NOVEL MOLECULES FOR DISEASE INTERVENTION
Small Molecule Compounds for Amelioration of Neurodegenerative Diseases
Neurodegeneration is responsible for one of the most common brain disorders, e.g. Parkinson’s disease, Alzheimer's disease, etc., affecting millions of people globally. However, no successful drugs in the market have demonstrated reduction in degeneration of neurons. We have identified a novel application of known small molecules and natural plant extracts which significantly reduce alpha-synucleinopathy and neuroinflammation that promise to be an effective intervention for Neurodegenerative diseases.
HIV - NCEs targeting host-viral interface immunomodulation; unlike conventional ARTs these compounds do not target viruses alone
HIV (Human Immunodeficiency Virus) infection leads to a compromised immune system due to defective T-cell functions, leading to higher risk of secondary infection related mortality. The current drugs are focused on controlling the levels of the HIV virus itself by targeting the viral proteins. We have successfully identified and patented a new class of molecules which instead target a novel host-pathogen interaction. This improves T-cell functions and provides a complementary approach to ongoing targeted HIV anti-viral therapy via strengthening the immune system and thus improving the life expectancy and quality of HIV patients.

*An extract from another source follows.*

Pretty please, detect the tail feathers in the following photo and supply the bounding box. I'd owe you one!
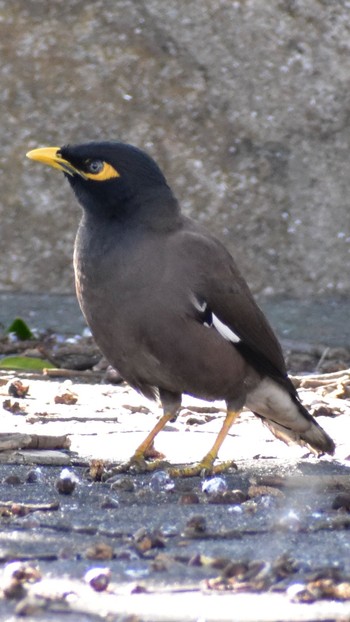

Nature inspired Novel approach for Sepsis intervention
Uncontrolled inflammation by systemic infection leads to Sepsis, which is a major cause of deaths in ICUs worldwide. Currently there are no approved drugs in this segment. One of the major challenges is the narrow window of opportunity for therapeutic intervention by antibiotics. We have identified natural preparations as well as nature inspired molecules, which reduce inflammation providing significantly longer survival time for targetted antibiotic therapy.
DIAGNOSTICS & DEVICES
Optical interrogation of single cells in microfluidic channels
Flow cytometry is a widely used technique in both biological research and diagnostics. However, it requires expensive machinery and expertise for operations. DIA has developed a multi-geography patented technology for optofluidic interrogation of cells in a microfluidic device – the microfluidic flow analyser (MFA). MFA aims at providing low cost, high throughput solutions for single cell analysis for multiple applications. Ongoing work aims at incorporating cell sorting capabilities in the existing setup.

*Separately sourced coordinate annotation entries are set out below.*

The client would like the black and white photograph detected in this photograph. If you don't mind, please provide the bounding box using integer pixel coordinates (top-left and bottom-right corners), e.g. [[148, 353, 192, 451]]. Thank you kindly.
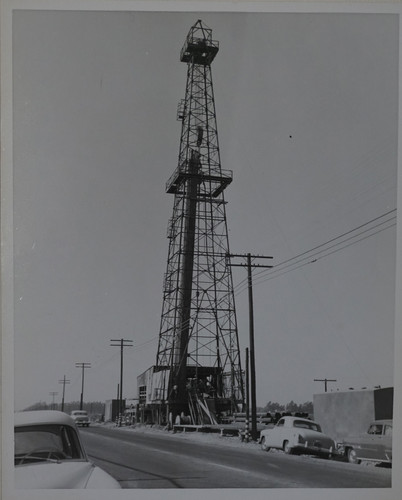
[[1, 0, 402, 500]]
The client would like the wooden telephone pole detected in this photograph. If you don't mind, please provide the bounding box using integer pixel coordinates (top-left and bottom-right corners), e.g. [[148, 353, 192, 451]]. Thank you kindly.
[[227, 253, 273, 441]]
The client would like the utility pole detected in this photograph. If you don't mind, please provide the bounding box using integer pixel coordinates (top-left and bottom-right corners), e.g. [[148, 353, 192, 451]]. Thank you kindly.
[[314, 378, 338, 392], [244, 347, 250, 443], [227, 253, 273, 441], [75, 363, 91, 410], [49, 392, 58, 410], [59, 375, 70, 411], [110, 339, 133, 424]]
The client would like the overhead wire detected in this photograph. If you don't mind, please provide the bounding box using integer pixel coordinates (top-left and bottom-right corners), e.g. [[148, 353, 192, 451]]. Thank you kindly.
[[235, 208, 396, 296]]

Microbial growth culture based Rapid Personalized Antibiotics Susceptibility Assay
Random excessive usage of antibiotics has led to the emergence of resistant microbial strains (Antimicrobial Resistance or AMR). Rapid screening for susceptibility of infectious pathogens to existent antibiotics is required for timely combatting infections. Current methods take more than 48 hours to identify the best performing antibiotics for a particular infection. We have developed a microfluidic platform for rapid testing of antimicrobial susceptibility to antibiotics in less than 6 hours.

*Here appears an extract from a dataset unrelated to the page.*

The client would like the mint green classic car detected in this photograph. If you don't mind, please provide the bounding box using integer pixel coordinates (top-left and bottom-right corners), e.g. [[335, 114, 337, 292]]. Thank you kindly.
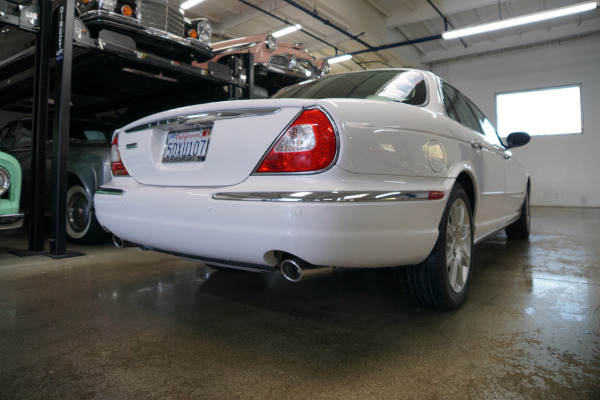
[[0, 151, 23, 230]]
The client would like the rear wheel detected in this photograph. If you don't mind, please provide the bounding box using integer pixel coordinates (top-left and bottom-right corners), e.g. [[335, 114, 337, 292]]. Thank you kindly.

ENHANCED PROTEIN PRODUCTION
The complex protein molecules like hormones and antibodies serve as important biotherapeutic agents. Because of their glycosylated nature, they require mammalian host cell lines for large scale production. The system is limited by lower levels of protein production and hence, higher production costs. We have developed a platform technology to increase the protein production from Chinese Hamster Ovary (CHO) cells. We have achieved up to 300% increase in Erythropoietin (EPO) and Darbepoetin-alfa using this technology.
Novel Self-Assembling Short Peptides based drug/gene delivery for Oncology
Drug delivery vehicles can significantly reduce the effective dose of therapeutic drugs. The drugs can either be small molecules or nucleic acids. The approach of simultaneous delivery of drug and siRNA could be very effective for certain aggressive cancers, like Glioblastomas. We have a nanoparticle based delivery system that has the capability to carry different type of cargoes including both small molecules and siRNAs. Currently, we are validating the platform for simultaneous delivery of drug and siRNA in Glioblastoma models.